И принесла нам образ Елизаветы Федоровны!..
Белые и черные суждения, окружающие и Елизавету Федоровну, и Сергея Александровича. На них нередко будут основаны главы моей книги. С ними я буду спорить, соглашаться или отвергать. Как с черными, так и с белыми. Чтобы оставалось лишь то, что я считаю приближением к истине. И чтобы героиня книги предстала перед читателем и земная, и небесная.
О Боге надо писать либо виртуозно, либо никак. Восторженное, но бездарное сочинение о Творце и его избранных соратниках даже хуже, чем атеистическая пропаганда. Умалчивание за святым человеком отрицательных черт и поступков, совершенных в разные периоды его жизни, лишь вызывает дальнейшее недоверие. Но признание, что он смог преодолеть в себе нечто недостойное, напротив, еще больше возвеличивает его. И потому принцип моей книги – не лить елей, не засахаривать и не припудривать, по возможности не использовать ласкательно-уменьшительные суффиксы, а вести с читателем строгий и порой суровый разговор.
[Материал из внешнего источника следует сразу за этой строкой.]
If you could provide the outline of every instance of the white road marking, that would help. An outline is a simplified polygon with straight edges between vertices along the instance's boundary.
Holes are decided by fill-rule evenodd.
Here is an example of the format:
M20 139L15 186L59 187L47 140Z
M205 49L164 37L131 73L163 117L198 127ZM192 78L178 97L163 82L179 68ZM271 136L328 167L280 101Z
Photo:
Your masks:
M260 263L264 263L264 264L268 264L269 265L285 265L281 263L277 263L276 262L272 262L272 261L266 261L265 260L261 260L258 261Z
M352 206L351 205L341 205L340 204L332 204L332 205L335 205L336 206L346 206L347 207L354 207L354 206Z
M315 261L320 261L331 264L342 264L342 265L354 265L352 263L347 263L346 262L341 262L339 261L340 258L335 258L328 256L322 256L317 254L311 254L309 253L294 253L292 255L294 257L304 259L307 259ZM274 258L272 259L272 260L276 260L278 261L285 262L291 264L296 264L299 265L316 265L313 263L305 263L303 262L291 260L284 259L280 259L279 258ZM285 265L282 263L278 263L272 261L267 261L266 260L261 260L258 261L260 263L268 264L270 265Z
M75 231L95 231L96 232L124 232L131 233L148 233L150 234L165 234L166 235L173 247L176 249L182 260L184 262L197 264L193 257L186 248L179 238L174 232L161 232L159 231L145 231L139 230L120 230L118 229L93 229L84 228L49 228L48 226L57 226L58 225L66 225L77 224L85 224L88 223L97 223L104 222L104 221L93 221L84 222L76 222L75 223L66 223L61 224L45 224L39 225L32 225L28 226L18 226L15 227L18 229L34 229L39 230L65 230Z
Вырисовывая портрет героини, не умиляться постоянно, как она божественно прекрасна на всех фотографиях и во всех проявлениях, а показывать ее такою, какая она есть.
Именно есть, а не была. Потому что ничто не может меня убедить в том, что ушедшие от нас не находятся где-то рядом.
Но не одна святая принцесса Элла должна быть главной героиней этой книги.
Она – и ее муж. Потому что не было бы его, не было бы и ее – такою, какой Елизавету Федоровну причислили к лику святых еще до наступления великого церковного ренессанса времен Алексия II, еще при советской власти, хотя и на ее излете.
Она – и другие члены императорской семьи Романовых. Без взаимоотношений с ними невозможно представить себе жизнь Сергея и Елизаветы.
Она – и алапаевские мученики, потому что в их страдании и гибели за Христа они наравне с нею. Многие из них вольны были и покинуть ее, но они не покинули и из Гефсиманского сада пошли вместе с ней на Голгофу.
Она – и ее эпоха, ибо не было бы эпохи падения нравов, сомнений, разрушений, чудовищного обесценивания человеческой жизни, эпохи зверств и гонений, то не было бы и гонимых, не стало бы и святых.
Простите меня за столь длинное вступление, но оно было необходимо, чтобы объяснить, почему появляется еще одна книга о той, про которую и без меня написаны горы. Теперь – обо всем по порядку.
Итак, суждение первое -
Рожденная в глубоко верующей семье
Принцесса Элла. Будущая святая великомученица Елизавета Федоровна Романова. Из ее бабушек и дедушек самая знаменитая – великобританская королева Виктория.